BBC World News is increasingly successful at getting its coverage into hotel rooms. It is in 1.3 million hotel rooms around the world, which represents a 25 per cent. increase over the past two years. In China, a very important market, BBC World News is in 250,000 hotel rooms—a 40 per cent. increase in the past two years. BBC World News is now available in 281 million homes around the world and 1.3 million hotel rooms, as I said, and on 48 cruise ships, 37 airlines and 29 mobile phone platforms. With 76 million viewers a week, it is the most watched BBC television channel.
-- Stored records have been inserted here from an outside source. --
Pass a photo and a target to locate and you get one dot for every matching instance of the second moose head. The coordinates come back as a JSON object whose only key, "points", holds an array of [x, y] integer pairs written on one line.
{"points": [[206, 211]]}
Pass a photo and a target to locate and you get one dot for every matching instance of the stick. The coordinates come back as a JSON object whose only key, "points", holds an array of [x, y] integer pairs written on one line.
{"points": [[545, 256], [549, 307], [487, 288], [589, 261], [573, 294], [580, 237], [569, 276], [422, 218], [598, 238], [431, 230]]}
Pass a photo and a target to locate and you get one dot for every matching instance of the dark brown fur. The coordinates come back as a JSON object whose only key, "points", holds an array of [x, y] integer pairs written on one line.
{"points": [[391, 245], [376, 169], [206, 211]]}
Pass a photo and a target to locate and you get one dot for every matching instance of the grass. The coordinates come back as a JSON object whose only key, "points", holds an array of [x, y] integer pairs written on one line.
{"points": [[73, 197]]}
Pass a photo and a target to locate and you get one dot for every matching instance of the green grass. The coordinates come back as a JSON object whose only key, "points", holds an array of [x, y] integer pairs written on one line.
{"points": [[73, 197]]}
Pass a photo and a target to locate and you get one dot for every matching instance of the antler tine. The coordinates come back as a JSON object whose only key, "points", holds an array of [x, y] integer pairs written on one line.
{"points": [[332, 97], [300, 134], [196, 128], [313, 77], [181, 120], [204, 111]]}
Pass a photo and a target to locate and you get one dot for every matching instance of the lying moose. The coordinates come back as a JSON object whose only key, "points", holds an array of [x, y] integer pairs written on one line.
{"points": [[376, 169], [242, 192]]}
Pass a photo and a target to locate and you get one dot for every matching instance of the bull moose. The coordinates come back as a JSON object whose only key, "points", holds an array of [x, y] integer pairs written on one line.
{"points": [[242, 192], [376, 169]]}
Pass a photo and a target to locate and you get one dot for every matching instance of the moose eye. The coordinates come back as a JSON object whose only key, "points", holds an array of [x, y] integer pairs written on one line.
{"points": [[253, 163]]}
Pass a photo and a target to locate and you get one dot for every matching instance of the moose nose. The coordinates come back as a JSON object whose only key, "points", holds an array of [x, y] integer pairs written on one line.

I have initiated the debate for several reasons: first, to consider the financial model of BBC World News, which is a success; secondly, to consider the quality of programming; and thirdly, to consider the future of BBC World News. It is an example of what I understand is commonly known in diplomatic circles these days as soft power. The British Council, the BBC World Service on the radio and online and BBC World News represent a great influence for our nation among key decision makers. I would put the BBC on a level with other things that Britain is known for—premier league football and popular music from the Beatles onwards. The BBC stands in that trinity of things with which Britain is seen to make its mark in the world.